La presse française s'est faite l'écho hier d'un rapport publié par la banque HSBC qui table sur une forte décroissance de la population mondiale d'ici 2100. Pourtant, les prévisions de l'ONU, qui font autorité en la matière, indiquent que le pic de population ne sera atteint qu'en 2086 et se stabilisera à l'alentour de 10,4 milliards. Comment expliquer les divergences entre scénarios démographiques ? À l'inverse, quelles grandes tendances ne font plus débat entre les démographes ? Nous en parlons avec les démographe Jacques Véron et Bruno Schoumaker.

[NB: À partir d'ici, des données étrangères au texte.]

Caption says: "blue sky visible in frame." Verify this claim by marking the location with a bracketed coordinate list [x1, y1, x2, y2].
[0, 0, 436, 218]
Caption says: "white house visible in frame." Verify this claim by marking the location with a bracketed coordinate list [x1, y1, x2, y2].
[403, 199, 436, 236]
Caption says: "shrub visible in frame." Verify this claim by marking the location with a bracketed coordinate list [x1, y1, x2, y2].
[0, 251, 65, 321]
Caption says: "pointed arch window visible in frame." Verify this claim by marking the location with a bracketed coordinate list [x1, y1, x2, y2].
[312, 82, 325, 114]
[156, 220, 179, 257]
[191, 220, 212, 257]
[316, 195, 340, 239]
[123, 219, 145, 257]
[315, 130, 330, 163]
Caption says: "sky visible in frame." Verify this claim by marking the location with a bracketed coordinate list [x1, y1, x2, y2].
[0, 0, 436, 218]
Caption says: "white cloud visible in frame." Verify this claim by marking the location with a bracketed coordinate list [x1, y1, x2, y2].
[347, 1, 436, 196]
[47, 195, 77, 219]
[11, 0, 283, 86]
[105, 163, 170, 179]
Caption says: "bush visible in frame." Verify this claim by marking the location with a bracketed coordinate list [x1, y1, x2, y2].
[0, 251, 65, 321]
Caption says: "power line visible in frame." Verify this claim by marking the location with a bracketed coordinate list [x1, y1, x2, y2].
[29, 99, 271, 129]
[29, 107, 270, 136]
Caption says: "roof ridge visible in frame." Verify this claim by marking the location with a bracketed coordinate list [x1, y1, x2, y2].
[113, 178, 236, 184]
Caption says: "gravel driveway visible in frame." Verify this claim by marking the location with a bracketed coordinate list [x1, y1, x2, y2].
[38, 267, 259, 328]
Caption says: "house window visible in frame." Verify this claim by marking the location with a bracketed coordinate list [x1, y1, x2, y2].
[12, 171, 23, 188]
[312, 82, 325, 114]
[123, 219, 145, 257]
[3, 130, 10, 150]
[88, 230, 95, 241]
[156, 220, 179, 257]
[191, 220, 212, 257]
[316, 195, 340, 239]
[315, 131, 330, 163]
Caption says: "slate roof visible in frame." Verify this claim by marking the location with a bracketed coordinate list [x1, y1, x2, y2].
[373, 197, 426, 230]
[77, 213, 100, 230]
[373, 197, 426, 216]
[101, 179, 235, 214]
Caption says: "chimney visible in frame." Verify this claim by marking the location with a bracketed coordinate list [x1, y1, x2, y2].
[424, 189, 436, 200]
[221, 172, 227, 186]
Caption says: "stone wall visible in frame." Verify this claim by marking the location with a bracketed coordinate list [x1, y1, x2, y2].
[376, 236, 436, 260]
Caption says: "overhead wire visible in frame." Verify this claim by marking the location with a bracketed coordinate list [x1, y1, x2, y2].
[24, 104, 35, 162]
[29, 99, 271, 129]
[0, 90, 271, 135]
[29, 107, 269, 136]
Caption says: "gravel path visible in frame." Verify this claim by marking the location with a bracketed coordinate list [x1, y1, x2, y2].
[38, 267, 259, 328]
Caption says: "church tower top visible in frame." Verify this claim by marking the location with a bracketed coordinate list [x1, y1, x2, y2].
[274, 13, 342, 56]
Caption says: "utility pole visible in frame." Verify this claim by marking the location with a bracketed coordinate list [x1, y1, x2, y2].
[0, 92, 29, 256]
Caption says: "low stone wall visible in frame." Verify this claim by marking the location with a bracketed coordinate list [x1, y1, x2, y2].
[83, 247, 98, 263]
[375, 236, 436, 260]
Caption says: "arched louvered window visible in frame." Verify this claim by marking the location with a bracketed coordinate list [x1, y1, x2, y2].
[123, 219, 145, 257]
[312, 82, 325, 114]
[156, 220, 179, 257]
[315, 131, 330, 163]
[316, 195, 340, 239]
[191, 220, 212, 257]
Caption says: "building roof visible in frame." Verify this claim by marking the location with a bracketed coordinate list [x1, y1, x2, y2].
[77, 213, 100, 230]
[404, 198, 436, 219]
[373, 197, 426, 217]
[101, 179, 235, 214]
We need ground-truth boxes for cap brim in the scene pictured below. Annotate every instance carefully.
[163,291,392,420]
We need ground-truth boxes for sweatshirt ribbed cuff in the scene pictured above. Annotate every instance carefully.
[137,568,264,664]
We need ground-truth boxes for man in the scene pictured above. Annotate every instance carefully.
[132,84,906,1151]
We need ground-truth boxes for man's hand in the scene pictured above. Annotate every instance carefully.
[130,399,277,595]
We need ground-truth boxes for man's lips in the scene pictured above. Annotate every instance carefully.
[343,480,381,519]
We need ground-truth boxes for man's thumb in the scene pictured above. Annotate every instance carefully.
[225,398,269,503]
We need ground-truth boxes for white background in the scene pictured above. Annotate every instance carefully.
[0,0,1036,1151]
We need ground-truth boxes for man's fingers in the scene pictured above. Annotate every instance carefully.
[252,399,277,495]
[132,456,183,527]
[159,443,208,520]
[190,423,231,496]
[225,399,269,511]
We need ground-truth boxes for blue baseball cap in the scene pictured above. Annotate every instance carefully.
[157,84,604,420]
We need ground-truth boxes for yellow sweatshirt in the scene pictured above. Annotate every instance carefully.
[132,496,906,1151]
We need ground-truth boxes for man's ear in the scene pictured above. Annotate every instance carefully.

Les improbables hypothèses du rapport HSBC

La HSBC estime que la population mondiale pourrait déjà atteindre son pic avant la moitié du siècle et décroître jusqu'à atteindre quatre milliards d'habitants à l'horizon 2100. Pour Bruno Schoumaker"ça pourrait être une bonne nouvelle éventuellement, mais il y a peu de chances que ça se produise. On peut effectivement raisonner sur des scénarios divers et variés, mais à partir du moment où ils ont peu de chances de se produire, ce n'est pas très intéressant de se poser la question - les scénarios des Nations Unies sont beaucoup plus vraisemblables."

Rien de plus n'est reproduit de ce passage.